Las autoridades tailandesas deben reconocer que la pena de muerte no tiene lugar en ningún sistema de justicia penal y paralizar cualquier plan de realizar más ejecuciones”, ha declarado Amnistía Internacional un mes después de que el Estado llevara a cabo su primera ejecución en casi nueve años.

En una carta abierta dirigida al ministro de Justicia de Tailandia, la organización mundial de derechos humanos pidió al gobierno la abolición de la pena de muerte después de que el 18 de junio de 2018 fuera ejecutado mediante inyección letal un hombre de 26 años por homicidio con agravantes. Fue la primera ejecución llevada a cabo en Tailandia desde agosto de 2009.

“Con independencia del delito, de quién sea el preso o la presa y del método de ejecución, no hay nada que pueda justificar el uso de la pena de muerte. Es una pena abominable que no tiene lugar en ningún sistema de justicia penal”, dijo Katherine Gerson, responsable de campañas sobre Tailandia de Amnistía Internacional.

“El gobierno tailandés debe reafirmar su compromiso con los derechos humanos estableciendo de inmediato una moratoria oficial de la aplicación de la pena de muerte como primer paso para su abolición total. Lo cierto es que la pena de muerte no tiene un especial efecto disuasorio sobre la delincuencia. Tampoco ofrece una resolución a las familias de las presuntas víctimas. Nunca es una solución”.
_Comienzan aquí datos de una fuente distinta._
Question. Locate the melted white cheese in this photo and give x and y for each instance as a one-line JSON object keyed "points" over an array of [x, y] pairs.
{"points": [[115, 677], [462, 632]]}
Información complementaria

El 18 de junio de 2018, Tailandia ejecutó a un hombre de 26 años por homicidio con agravantes en la primera ejecución realizada en el país desde agosto de 2009, que había sido precedida de un periodo sin ejecuciones iniciado en 2003. Los datos facilitados por el Ministerio de Justicia en marzo de 2018 indican que había 510 personas condenadas a muerte, de las que 94 eran mujeres, y que 193 habían agotado todos los recursos. Se cree que más de la mitad están condenadas por delitos relacionados con drogas.

A pesar de que el derecho internacional prohíbe la imposición preceptiva de la pena capital, en Tailandia sigue siendo preceptiva para diversos delitos, entre ellos el asesinato con agravantes. Muchos de los delitos que pueden castigarse con la pena de muerte no alcanzan el umbral de “los más graves delitos” a los que el derecho internacional restringe la imposición de la pena capital en los países donde aún no ha sido abolida.

Amnistía Internacional se opone a la pena de muerte incondicionalmente, en todos los casos y en todas las circunstancias.

Hasta hoy, 106 países han abolido la pena de muerte para todos los delitos y 142 son abolicionistas en la ley o en la práctica.